Instrument LLM apps with OpenTelemetry
The Currai team, Engineering — Apr 28, 2026
If your platform team already runs OpenTelemetry, you don't have to choose between your existing tracing standard and LLM-specific observability. Currai ingests OpenTelemetry spans through the standard OTLP endpoint, so the collector, exporters, and auto-instrumentation you already maintain can carry your LLM traces too.
Point your exporter at Currai
OTLP is just a protocol over HTTP. Configure the standard environment variables and your existing OpenTelemetry SDK ships spans to Currai with no code change.

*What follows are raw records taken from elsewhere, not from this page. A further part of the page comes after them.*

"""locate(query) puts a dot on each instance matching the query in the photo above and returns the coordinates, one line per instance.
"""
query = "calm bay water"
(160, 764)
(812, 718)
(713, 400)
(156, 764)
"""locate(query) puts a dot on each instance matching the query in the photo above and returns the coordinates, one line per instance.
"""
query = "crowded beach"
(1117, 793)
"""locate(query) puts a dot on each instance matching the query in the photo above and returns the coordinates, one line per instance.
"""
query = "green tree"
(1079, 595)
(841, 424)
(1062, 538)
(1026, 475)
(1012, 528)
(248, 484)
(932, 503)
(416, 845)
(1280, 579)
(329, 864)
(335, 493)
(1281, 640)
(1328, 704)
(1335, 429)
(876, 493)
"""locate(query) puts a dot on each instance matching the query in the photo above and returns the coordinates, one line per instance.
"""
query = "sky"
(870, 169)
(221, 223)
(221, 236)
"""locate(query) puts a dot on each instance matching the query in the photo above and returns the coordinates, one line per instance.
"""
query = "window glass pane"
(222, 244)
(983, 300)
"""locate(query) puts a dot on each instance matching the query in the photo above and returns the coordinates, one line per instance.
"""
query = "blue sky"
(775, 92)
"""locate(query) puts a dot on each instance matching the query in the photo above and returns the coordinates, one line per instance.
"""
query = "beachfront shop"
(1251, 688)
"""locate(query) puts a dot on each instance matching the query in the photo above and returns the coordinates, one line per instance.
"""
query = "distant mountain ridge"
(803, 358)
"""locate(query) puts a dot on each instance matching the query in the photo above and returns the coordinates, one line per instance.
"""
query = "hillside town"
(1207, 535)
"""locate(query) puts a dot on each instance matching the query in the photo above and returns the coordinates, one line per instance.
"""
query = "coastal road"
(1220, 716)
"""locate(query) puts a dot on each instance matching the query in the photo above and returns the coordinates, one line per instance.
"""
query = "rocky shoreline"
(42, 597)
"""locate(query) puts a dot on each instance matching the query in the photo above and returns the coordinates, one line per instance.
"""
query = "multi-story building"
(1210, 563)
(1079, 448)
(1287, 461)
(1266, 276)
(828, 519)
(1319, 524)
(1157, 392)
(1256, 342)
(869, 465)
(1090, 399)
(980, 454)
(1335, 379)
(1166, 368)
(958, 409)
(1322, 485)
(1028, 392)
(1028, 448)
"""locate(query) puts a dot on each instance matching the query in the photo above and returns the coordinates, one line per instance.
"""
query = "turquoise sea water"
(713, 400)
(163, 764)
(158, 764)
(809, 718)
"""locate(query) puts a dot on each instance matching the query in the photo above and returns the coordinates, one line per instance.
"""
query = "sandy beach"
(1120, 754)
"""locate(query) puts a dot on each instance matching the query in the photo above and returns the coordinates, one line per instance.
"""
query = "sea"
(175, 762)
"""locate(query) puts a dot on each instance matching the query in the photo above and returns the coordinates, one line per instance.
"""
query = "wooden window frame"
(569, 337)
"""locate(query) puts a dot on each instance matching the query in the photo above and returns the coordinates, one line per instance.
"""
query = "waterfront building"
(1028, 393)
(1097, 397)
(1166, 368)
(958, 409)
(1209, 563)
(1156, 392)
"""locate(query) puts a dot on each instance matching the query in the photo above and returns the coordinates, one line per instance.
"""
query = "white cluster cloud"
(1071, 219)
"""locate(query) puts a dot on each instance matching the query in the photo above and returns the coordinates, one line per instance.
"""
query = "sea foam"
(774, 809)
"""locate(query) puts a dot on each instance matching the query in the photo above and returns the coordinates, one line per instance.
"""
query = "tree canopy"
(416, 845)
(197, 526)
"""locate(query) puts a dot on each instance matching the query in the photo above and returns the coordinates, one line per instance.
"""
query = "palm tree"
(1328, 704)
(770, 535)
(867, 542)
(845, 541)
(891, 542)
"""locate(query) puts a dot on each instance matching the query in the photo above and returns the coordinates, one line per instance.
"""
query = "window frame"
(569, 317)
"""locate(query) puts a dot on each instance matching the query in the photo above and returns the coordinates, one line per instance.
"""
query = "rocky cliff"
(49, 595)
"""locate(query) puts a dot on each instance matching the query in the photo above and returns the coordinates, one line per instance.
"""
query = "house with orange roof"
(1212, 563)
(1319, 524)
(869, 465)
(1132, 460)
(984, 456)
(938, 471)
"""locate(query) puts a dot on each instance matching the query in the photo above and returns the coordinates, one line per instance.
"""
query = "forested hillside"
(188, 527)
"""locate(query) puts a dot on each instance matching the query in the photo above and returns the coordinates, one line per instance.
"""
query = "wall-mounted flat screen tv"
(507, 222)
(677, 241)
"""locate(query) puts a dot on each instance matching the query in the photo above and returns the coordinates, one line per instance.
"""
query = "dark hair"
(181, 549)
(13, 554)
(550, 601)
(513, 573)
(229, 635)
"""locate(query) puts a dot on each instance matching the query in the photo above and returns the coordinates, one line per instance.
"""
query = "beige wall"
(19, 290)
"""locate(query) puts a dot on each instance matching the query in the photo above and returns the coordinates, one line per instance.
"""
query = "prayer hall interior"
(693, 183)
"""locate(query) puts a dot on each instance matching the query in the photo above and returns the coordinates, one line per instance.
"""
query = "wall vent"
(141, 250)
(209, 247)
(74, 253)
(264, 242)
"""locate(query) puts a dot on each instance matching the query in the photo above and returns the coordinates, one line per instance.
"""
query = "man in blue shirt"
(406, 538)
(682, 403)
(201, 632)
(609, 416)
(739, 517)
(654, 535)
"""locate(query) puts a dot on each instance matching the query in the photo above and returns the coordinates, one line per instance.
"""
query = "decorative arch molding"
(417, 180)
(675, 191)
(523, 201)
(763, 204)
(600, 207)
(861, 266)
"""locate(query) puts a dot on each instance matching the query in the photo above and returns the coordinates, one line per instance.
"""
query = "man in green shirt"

Any span your app already emits — HTTP handlers, database calls, queue consumers — lands in Currai alongside the model calls, so a single trace spans your whole request, not just the LLM part.
Use the GenAI semantic conventions
OpenTelemetry has a set of conventions for model calls — attributes like the model name, token counts, and parameters. Set them on your spans and Currai reads them as first-class generations, with cost and usage where you'd expect.
The payoff: your generic infra spans and your model spans live in one trace, and the model spans still get token roll-ups and cost.
When to use OTLP vs the SDK
Both paths reach the same backend, so pick by where you already are:
- Use OTLP when you have an OpenTelemetry investment — a collector, existing auto-instrumentation, a platform standard — and want LLM traces to flow through it.
- Use the Currai SDK when you want the shortest path to a rich generation, with usage and parameters as named arguments rather than attributes you set by hand.
No vendor lock-in by construction
The reason to lean on OTLP is the same reason OpenTelemetry exists: the instrumentation is portable. Spans you emit to the standard endpoint aren't tied to one backend's proprietary client, so the code you write today keeps its value no matter where the data eventually lands. Currai meeting you at the open standard is the point — you bring the spans, we provide the LLM-aware views.